Paix et justice sont au cœur du projet de Dieu pour la création. Jésus - Christ est venu libérer du péché pour rendre possible ce projet. Par sa mort et sa résurrection, il nous a réconciliés avec Dieu (Rm 5,10.18 - 21) et avec notre semblable (Ep 2,13 - 16). Suivant l’enseignement et l’exemple de Jésus, et par la force de l’Esprit, l’Église pose des signes, localement et sur le plan international, du projet divin de paix et de justice et elle en témoigne au monde.
Le concept de non - résistance exprime le refus de résister avec violence, mais non sans force, au méchant ou de chercher vengeance (Mt 5,39). Le chrétien est appelé à résister au mal, avec une attitude et des moyens qui sont en cohérence avec la paix et la justice (Ep 6,13 - 18). Notre exemple est Jésus qui supporta accusations et abus sans se venger. Mais à cause de l’exigence de la justice, il dénonça ceux qui font le mal (Mt 23,1 - 36 ; Jn 2,13 - 22). Il le fit de manière non - violente, nous montrant ainsi comment surmonter le mal par le bien (Rm 12,21 ; cf. 1 P 2,21 - 24).
II- Au sein des Églises chrétiennes, la non - résistance est perçue de diverses manières.

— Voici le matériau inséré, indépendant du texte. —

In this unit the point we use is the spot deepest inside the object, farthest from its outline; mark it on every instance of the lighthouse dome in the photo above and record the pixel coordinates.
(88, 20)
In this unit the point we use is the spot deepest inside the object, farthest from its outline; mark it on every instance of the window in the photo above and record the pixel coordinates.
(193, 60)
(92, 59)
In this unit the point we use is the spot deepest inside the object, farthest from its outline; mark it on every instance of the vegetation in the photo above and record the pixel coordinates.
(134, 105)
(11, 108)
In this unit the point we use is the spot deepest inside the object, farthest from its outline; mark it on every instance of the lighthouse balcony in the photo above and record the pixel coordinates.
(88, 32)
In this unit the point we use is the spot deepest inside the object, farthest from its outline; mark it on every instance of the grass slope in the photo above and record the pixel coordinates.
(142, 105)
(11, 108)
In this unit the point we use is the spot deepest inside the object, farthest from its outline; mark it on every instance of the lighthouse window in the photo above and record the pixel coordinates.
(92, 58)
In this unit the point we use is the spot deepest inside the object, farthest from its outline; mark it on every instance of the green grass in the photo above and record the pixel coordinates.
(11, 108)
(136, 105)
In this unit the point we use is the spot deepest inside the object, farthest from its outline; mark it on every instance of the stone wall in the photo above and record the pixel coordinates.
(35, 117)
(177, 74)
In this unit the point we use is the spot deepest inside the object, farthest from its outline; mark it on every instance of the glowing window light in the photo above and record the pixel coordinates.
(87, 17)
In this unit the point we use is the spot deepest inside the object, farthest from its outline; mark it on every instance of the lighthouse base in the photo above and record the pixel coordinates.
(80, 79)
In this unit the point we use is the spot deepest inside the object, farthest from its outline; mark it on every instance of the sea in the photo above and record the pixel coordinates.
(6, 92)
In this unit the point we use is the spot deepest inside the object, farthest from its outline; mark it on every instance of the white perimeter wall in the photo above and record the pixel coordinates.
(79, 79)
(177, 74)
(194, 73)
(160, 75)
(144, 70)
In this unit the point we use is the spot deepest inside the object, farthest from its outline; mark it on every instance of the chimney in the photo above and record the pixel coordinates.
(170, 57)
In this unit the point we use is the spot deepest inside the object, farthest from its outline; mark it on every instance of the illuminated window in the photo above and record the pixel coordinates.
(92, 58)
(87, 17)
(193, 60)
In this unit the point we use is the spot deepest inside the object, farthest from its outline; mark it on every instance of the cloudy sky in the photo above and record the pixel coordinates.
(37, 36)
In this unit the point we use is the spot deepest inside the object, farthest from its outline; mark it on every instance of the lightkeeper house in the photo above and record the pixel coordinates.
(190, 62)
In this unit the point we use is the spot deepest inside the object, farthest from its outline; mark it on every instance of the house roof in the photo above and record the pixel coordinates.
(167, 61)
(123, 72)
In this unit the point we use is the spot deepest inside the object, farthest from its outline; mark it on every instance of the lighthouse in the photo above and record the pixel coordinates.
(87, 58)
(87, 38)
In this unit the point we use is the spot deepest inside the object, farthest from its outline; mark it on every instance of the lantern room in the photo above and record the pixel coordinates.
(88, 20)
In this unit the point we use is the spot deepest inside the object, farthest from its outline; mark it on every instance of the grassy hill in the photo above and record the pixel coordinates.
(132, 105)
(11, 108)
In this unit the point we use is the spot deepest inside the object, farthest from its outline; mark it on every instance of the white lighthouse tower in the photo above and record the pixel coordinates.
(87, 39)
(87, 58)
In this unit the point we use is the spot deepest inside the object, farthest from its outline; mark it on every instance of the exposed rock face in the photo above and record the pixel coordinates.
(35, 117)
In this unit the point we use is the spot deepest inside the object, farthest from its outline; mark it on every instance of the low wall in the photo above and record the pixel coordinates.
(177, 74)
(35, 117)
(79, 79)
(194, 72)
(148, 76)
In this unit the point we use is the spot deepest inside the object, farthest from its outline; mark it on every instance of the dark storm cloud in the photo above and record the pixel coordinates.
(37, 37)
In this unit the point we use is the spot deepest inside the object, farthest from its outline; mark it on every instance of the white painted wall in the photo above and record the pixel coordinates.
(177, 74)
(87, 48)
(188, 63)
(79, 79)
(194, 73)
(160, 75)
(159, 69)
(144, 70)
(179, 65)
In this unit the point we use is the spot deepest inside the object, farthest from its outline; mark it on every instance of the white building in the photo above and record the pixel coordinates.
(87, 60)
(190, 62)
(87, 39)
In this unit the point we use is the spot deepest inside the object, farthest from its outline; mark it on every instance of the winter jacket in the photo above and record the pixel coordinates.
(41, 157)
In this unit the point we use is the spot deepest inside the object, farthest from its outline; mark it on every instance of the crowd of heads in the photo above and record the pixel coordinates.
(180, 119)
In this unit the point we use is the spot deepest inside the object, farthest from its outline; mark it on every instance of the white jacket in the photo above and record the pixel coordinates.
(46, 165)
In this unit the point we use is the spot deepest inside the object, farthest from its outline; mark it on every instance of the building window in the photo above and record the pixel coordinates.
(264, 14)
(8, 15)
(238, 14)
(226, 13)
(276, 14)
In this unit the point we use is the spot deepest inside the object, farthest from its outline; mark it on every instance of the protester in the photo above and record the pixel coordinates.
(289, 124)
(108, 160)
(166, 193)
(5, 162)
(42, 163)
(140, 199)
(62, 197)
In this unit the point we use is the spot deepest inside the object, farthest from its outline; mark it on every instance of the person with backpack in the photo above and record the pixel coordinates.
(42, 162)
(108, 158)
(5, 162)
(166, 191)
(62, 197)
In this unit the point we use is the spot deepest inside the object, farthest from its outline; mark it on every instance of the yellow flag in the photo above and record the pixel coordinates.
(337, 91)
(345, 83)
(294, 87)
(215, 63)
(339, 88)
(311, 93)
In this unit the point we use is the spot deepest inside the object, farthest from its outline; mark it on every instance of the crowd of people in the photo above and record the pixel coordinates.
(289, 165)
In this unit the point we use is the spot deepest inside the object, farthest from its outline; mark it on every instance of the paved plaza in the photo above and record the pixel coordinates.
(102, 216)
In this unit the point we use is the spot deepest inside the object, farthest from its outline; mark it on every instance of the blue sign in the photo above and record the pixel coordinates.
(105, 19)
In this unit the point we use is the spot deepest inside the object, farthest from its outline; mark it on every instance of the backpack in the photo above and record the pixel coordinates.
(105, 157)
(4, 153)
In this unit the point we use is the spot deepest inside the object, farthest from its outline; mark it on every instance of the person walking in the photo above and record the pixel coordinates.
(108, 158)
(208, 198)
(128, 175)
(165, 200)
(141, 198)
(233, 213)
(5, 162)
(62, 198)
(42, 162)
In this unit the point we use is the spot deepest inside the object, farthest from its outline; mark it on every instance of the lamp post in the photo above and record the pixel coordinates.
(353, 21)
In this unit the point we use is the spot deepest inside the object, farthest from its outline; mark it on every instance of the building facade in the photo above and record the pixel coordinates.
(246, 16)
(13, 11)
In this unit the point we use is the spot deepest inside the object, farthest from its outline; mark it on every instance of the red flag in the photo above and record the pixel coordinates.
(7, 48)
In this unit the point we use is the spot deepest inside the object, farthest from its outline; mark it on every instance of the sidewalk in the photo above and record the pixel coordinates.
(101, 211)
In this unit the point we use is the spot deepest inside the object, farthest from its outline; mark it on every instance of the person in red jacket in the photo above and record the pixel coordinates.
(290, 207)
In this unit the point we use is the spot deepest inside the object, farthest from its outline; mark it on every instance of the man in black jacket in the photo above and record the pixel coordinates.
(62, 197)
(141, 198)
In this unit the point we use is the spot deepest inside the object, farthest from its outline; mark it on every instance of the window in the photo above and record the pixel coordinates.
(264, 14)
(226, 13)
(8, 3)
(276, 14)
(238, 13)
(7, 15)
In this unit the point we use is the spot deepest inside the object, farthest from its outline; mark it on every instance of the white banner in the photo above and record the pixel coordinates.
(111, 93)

Toutes sont d’accord pour dire que « tendre l’autre joue » ou « aimer ses ennemis » (Mt 5,38 - 48) vaut pour les relations de personne à personne au sein de l’Église (éthique interpersonnelle). Pour l’Église des premiers siècles, pour le mouvement anabaptiste non - violent et les Églises historiquement pacifistes, ces commandements de Jésus s’appliquent aussi aux chrétiens dans leur rôle de citoyens (éthique sociale). En effet, pourquoi limiter à l’Église, corps du Christ, le champ d’application des commandements du Christ, tête du corps ?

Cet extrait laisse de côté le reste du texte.